Der Mann hinter Trump
Stephen Miller schreibt nicht nur Reden für den US-Präsidenten. Der Heißsporn aus dem liberalen Kalifornien ist auch der Architekt einer restriktiven Migrationspolitik
Am Freitag wird er 34 Jahre jung. Doch der Mann mit der hohen Stirn könnte auch 20 Jahre älter sein. Stephen Miller pflegt die archaische Sprache eines Kreuzritters.
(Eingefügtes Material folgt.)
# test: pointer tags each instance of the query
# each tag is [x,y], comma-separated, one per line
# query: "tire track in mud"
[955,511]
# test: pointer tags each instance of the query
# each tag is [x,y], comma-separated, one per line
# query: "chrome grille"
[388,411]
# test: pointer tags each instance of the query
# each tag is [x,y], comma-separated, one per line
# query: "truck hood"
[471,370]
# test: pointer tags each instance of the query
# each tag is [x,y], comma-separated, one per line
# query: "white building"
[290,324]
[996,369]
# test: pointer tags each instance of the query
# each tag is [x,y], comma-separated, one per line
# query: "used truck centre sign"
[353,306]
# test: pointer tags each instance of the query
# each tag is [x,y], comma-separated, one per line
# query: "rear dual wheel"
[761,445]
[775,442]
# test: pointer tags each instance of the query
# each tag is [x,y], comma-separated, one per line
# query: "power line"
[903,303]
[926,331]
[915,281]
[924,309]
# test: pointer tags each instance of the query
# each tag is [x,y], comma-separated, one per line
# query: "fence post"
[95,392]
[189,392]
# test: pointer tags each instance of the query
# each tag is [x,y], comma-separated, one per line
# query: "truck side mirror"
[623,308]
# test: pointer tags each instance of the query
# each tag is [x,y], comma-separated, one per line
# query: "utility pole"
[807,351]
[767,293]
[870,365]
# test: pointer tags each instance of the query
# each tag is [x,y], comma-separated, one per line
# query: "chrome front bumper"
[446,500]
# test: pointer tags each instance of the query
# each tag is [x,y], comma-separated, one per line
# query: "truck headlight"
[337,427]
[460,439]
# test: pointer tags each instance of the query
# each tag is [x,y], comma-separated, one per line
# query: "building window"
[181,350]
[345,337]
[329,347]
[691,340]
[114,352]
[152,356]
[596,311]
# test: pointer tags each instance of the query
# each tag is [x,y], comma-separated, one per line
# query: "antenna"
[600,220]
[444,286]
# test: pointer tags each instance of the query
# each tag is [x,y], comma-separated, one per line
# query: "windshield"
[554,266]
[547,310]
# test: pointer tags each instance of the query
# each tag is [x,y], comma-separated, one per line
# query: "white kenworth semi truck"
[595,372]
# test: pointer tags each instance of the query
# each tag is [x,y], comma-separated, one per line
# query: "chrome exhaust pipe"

Amerikas Staatsbürgerschaft ist ihm „etwas Heiliges“. Wer ihn einen Rassisten nennt, wird als „Verdammter, für den es keinen Platz in dieser zivilisierten Gesellschaft gibt“, diffamiert.
In der Öffentlichkeit zeigt sich Miller eher selten. Dabei ist er einer der mächtigsten Einflüsterer des amerikanischen Präsidenten Donald Trump. Als dessen Chefberater schreibt er nicht nur seine Reden. Vor allem ist er der Architekt der Anti-Migrationspolitik: Von den Einreisesperren für Moslems über die Asylverschärfungen bis zu den Familientrennungen an der Grenze tragen alle restriktiven Maßnahmen seine Handschrift. Mit der von ihm
auf 800 Seiten entworfenen Einwanderungsvorschrift, die hunderttausenden von Greencard-Besitzern das dauerhafte Bleiberecht verweigert, ist Miller auf dem Höhepunkt seiner Karriere angekommen.
„Er hat sich tief in den Apparat eingegraben, um fundamentale Änderungen zu bewirken“, sagt Trumps früherer Chefideologe Stephen Bannon anerkennend über seinen einstigen Zögling. So sieht Millers neue Vorschrift vor, dass legale Zuwanderer, die im Laufe der Wartezeit auf die offizielle Staatsbürgerschaft auch nur einmal auf staatliche Unterstützung angewiesen waren, abgewiesen werden können.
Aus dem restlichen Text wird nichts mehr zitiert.